Camelford was among the Cornish boroughs that surrendered their charters to Granville’s brother, Lord Bath, to avert quo warranto proceedings. A new charter issued shortly before the general election of 1685 nominated Bath as recorder, reserving to the crown the usual power to remove corporation officials by order-in-council. Bath’s candidate for James II’s Parliament was presumably Nicholas Courtney, the attorney-general of the duchy, and the senior Member was a local Tory landowner, Humphrey Langford. He died in June, and three months later Camelford elected the King’s physician, Sir Charles Scarburgh, who had no Cornish connexions. In June 1688 the royal electoral agents reported that the corporation of Camelford had, like Launceston, undertaken to elect any Protestant Cornish candidates approved by Bath, who accordingly proposed Courtney and Manaton, both assistants under the new charter, while Scarburgh was recommended for Grampound.

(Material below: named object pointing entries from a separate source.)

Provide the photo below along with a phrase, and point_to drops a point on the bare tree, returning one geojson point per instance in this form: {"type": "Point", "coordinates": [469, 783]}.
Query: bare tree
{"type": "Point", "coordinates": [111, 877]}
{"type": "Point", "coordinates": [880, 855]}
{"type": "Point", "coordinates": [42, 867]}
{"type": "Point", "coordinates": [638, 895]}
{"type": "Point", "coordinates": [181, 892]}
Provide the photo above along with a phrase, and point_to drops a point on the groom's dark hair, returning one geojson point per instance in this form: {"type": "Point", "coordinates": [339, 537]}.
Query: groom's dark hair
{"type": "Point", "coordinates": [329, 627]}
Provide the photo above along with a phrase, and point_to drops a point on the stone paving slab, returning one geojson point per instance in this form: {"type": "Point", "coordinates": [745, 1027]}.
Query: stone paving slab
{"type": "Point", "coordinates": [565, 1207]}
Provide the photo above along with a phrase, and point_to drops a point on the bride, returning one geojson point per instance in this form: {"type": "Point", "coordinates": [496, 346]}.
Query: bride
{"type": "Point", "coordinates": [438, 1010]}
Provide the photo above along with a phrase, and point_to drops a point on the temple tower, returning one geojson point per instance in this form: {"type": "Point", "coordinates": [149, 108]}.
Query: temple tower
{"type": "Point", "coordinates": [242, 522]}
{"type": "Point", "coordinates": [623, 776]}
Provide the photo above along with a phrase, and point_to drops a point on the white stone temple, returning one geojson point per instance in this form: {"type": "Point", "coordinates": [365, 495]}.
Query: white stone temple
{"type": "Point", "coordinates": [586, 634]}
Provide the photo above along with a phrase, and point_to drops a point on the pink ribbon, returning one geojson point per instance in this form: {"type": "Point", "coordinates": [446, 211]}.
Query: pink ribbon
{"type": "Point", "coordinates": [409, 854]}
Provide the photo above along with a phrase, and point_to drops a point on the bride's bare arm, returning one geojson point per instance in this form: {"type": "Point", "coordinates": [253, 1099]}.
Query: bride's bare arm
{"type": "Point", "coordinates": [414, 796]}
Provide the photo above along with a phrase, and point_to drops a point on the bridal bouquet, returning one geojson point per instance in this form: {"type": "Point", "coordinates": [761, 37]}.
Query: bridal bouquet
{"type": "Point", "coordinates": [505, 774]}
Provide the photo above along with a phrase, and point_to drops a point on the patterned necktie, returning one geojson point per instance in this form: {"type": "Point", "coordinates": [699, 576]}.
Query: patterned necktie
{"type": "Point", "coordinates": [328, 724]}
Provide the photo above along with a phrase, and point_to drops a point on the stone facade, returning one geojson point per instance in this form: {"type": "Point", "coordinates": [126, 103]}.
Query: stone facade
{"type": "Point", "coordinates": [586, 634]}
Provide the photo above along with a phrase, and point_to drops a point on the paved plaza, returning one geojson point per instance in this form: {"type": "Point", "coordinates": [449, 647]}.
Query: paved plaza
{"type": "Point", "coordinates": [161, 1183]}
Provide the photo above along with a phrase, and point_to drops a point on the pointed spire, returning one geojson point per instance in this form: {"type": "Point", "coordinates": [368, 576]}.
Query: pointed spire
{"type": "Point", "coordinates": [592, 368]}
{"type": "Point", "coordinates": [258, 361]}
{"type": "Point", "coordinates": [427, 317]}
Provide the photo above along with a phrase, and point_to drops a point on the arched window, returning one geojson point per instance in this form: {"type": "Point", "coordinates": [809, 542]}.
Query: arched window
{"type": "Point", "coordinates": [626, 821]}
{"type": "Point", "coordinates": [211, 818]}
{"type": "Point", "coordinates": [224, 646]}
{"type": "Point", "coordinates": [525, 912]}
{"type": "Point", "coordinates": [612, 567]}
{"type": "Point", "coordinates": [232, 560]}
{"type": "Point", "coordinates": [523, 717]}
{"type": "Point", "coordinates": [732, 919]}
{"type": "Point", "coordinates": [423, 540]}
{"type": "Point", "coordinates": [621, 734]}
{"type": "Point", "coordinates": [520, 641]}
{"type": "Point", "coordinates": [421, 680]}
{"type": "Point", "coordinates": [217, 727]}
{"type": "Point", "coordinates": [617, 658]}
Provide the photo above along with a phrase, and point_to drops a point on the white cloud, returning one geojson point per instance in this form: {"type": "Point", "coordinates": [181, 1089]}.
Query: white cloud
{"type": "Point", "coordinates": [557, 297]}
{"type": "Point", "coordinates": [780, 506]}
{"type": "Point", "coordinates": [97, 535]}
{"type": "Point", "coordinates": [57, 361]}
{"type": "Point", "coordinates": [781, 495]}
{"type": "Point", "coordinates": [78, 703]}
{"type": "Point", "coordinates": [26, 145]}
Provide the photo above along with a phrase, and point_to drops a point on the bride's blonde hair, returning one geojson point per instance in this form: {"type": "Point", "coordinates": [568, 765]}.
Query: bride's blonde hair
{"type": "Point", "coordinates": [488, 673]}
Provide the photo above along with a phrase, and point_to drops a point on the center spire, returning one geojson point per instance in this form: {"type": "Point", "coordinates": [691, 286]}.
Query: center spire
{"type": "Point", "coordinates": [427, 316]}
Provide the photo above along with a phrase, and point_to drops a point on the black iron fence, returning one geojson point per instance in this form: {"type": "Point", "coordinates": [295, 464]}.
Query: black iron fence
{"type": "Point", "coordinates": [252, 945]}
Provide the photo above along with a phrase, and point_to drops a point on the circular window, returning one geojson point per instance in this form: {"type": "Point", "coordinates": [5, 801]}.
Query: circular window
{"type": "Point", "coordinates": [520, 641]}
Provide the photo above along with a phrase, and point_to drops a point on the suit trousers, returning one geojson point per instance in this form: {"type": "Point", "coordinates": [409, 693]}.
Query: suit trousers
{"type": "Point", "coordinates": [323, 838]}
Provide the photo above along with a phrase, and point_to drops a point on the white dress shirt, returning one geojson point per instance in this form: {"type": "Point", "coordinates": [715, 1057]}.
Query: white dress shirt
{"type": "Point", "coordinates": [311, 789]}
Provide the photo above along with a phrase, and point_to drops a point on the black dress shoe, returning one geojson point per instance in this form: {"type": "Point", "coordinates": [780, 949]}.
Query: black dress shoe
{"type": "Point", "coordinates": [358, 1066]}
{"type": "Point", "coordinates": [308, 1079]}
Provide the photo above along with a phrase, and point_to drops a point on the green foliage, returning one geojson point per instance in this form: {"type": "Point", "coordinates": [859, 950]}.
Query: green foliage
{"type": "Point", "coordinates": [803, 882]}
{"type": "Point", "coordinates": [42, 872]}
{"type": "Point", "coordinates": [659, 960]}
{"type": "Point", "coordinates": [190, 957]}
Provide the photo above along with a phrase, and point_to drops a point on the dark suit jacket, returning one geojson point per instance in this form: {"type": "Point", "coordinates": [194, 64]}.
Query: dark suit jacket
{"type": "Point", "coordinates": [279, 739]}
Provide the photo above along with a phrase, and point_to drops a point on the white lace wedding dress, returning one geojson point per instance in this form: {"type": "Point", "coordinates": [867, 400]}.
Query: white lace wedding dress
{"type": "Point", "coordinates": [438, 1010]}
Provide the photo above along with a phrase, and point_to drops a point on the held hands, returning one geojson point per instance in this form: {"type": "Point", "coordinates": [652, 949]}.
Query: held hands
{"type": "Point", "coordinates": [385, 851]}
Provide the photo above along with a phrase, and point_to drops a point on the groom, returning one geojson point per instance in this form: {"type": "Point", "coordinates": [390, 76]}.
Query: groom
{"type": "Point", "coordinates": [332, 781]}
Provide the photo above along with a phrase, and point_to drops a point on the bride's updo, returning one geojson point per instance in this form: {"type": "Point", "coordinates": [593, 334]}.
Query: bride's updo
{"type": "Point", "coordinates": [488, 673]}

However, a rival list, in which the hand of Edward Nosworthy II can doubtless be detected, substituted Nicholls for Manaton and assigned the management of the borough to Lord Chancellor Jeffreys. Manaton was promptly removed from the corporation, together with the mayor, two aldermen, and two other assistants, and Courtney followed him in September. On the restoration of the charter Manaton took control, and he was returned to the Convention with his brother Henry, who had acquired considerable property in the town.4

Author: Paula Watson

Notes

  • 1. J. Maclean, Trigg Minor, ii. 329, 334; CJ, viii. 12, 62, 110.
  • 2. CJ, viii. 250, 297, 373; Maclean, ii. 329.
  • 3. Maclean, ii. 324.
  • 4. CSP Dom. 1684-5, pp. 246, 260; 1685, p. 109; Duckett, Penal Laws (1882), 215, 216, 379; PC2/72/694, 735.